ACCORD is launched: a new reporting guideline to support health researchers to report consensus methods


ACCORD (ACcurate COnsensus Reporting Document) was published this week in PLOS Medicine. The tool will help the scientific community to write complete and transparent research reports involving consensus methods.

When is consensus used?

Science doesn’t always have the answers for all health problems. Sometimes, good quality research is not available to help patients and clinicians make decisions. In these situations, researchers often formally seek the perspectives and opinions of experts (knowledge and professional training) and people with lived experience of the health issue in question (patients, carers, taxpayers). This is called consensus methods research.

What is important to know about consensus initiatives?

Consensus research is particularly important when evidence is newly emerging, inconsistent, limited, or absent. In biomedical research, consensus is often sought among individuals with different views and experiences when developing clinical recommendations, setting priorities, and making policy decisions. The people who are invited to participate, how the consensus process is conducted, how individuals could express themselves, and conflicts of interest can all make a lot of difference to the final result. The way that researchers conduct consensus exercises and involve participants are not always reported clearly or in enough detail in research publications.

Why develop ACCORD?

ACCORD was developed to address these historical problems of poor and incomplete reporting of consensus exercises. The tool was developed to be the first to be applicable across all consensus methodologies — not only the most widely known and used, Delphi.

What are the next steps?

The ACCORD developers hope that the publication will help scientists, medical writers, and editors to publish complete health research reports of projects involving consensus. The first step will be to raise awareness of this easy-to-use tool: Patricia Logullo said, “We want to see journal editors and publishers including or signposting to ACCORD in their instructions for authors, and publication professionals using it when writing up Delphi and other consensus-based approaches.”

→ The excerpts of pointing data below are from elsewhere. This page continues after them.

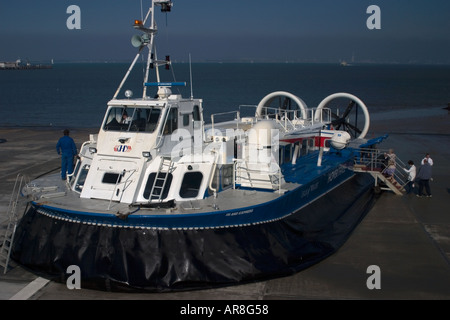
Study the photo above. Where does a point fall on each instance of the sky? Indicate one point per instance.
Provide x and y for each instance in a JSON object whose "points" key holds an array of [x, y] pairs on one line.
{"points": [[319, 31]]}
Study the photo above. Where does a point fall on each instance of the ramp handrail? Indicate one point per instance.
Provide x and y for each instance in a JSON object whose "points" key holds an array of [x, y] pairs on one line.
{"points": [[375, 160]]}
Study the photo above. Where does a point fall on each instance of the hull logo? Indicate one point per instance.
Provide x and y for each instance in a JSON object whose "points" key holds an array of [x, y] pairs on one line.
{"points": [[122, 148]]}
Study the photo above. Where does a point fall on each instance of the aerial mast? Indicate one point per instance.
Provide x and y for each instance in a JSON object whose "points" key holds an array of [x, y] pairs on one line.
{"points": [[147, 40]]}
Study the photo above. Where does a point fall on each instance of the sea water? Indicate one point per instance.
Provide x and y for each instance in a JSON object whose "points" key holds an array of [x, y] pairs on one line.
{"points": [[76, 95]]}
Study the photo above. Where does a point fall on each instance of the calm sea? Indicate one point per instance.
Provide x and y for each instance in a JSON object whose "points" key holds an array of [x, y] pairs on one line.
{"points": [[76, 95]]}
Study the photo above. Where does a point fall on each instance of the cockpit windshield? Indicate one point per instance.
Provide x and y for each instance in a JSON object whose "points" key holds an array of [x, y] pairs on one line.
{"points": [[132, 119]]}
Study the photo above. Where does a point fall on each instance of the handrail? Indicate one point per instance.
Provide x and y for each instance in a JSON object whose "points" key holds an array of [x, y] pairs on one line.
{"points": [[373, 160]]}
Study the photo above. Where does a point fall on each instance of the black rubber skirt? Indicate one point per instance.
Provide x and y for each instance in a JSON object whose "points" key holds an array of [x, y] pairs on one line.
{"points": [[125, 259]]}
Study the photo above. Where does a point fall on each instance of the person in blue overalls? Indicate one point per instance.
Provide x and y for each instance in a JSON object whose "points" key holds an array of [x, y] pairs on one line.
{"points": [[67, 149]]}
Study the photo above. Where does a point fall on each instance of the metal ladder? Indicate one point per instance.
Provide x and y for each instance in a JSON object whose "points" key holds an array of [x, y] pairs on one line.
{"points": [[162, 175], [5, 250]]}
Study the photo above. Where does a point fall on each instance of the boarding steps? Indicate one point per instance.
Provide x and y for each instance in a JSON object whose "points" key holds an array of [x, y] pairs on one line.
{"points": [[372, 163], [13, 219], [258, 176], [162, 175]]}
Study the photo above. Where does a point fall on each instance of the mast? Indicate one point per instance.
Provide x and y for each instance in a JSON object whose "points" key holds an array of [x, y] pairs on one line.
{"points": [[147, 40]]}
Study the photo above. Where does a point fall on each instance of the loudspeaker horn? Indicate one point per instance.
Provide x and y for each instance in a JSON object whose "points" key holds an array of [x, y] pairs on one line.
{"points": [[136, 41]]}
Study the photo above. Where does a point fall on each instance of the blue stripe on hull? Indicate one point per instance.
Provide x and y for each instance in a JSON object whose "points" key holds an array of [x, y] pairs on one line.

To help implementation, another document will be published soon: the “explanation and elaboration” (E&E) document, led by Patricia. The article will explain in detail why it is so important to report each item of the ACCORD checklist. It also provides real examples from the literature to illustrate how to report each checklist item. “We will show how easy it is to write a complete report and give alternatives to bypass the word count limits imposed by journals” anticipates Patricia. The E&E is also under review by PLOS Medicine.